Etiologies of arrhythmia in patients with a Fontan circulation include sinus node injury, disruption of the arterial supply of the sinus node, suture lines interfering with conduction, atrial dilation, hypertrophy leading to elevated pressures, the underlying genetic cause of the congenital heart defect causing altered tissue organization, and fibrosis secondary to injury from cyanosis or bypass resulting in altered conduction (1). Arrhythmias further worsen the limited cardiac reserve in a patient with a Fontan circulation. Patients with arrhythmia are significantly more likely to develop heart failure and in one study were found to have a 6-fold increased hazard of death or transplant (19, 22). Atrioventricular synchrony appears to be particularly important to maintain hemodynamics in patients requiring pacing after a Fontan operation (69).

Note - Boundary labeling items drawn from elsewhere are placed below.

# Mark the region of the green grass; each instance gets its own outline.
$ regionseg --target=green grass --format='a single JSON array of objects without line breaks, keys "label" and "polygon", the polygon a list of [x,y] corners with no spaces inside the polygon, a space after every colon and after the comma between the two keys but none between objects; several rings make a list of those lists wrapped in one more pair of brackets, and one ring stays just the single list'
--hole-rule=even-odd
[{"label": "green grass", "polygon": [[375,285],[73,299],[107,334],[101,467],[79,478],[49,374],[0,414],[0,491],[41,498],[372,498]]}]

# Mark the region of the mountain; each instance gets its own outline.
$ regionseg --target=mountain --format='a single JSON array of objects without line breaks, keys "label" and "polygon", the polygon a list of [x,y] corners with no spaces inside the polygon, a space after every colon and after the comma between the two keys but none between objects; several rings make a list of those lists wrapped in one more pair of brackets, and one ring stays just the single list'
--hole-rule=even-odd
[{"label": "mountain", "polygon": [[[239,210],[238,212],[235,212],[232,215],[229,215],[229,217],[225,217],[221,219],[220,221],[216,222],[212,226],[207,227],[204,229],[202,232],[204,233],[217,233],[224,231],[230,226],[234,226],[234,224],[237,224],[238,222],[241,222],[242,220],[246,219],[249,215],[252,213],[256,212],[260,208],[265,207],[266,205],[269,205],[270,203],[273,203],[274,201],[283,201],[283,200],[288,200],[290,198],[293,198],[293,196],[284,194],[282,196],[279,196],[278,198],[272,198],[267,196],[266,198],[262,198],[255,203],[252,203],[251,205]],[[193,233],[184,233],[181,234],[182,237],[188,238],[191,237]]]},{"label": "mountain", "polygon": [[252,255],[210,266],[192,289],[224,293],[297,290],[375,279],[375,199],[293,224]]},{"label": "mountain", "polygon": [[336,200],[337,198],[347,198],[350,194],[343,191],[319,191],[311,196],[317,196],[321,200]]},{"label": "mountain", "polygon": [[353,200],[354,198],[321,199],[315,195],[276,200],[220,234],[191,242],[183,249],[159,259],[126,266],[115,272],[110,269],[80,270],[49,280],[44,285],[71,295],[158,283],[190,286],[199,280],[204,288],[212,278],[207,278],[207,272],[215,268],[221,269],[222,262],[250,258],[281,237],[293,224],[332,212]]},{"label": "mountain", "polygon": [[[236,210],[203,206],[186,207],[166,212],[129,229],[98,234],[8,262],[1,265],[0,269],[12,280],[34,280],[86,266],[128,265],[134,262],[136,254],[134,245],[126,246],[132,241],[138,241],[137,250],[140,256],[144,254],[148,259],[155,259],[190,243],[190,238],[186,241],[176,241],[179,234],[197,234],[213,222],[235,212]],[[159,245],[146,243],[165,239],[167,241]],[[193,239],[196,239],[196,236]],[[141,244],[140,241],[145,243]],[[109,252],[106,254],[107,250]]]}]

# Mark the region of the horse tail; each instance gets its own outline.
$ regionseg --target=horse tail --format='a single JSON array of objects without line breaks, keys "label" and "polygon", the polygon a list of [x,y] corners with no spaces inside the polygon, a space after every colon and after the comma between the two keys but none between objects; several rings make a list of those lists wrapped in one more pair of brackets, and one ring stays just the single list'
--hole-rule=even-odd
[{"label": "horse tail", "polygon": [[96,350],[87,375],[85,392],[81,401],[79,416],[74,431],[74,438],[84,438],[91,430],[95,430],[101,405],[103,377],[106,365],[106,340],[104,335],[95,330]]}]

Given the frequency of arrhythmia in Fontan patients, Holter monitoring is recommended every 1–2 years in adolescents and adults, and should particularly be considered in patients experiencing signs and symptoms of Fontan failure (1).
Treatment
The treatment of circulatory failure in patients with a Fontan is dependent upon identification of the underlying etiology of the failure (Table 2). However, evidence-based recommendations for treatment are limited, with considerable variability among centers with respect to management (70). Surgical and catheter-based interventions, if indicated, typically have superior outcomes to medical therapy, although outcomes vary depending on intervention and indication. Oral medical therapies are typically not very effective, and if there are no surgical or catheter-based interventions to improve the circulation, patients with severe Fontan failure often require inotropic medications or mechanical circulatory support to support the circulation until transplant.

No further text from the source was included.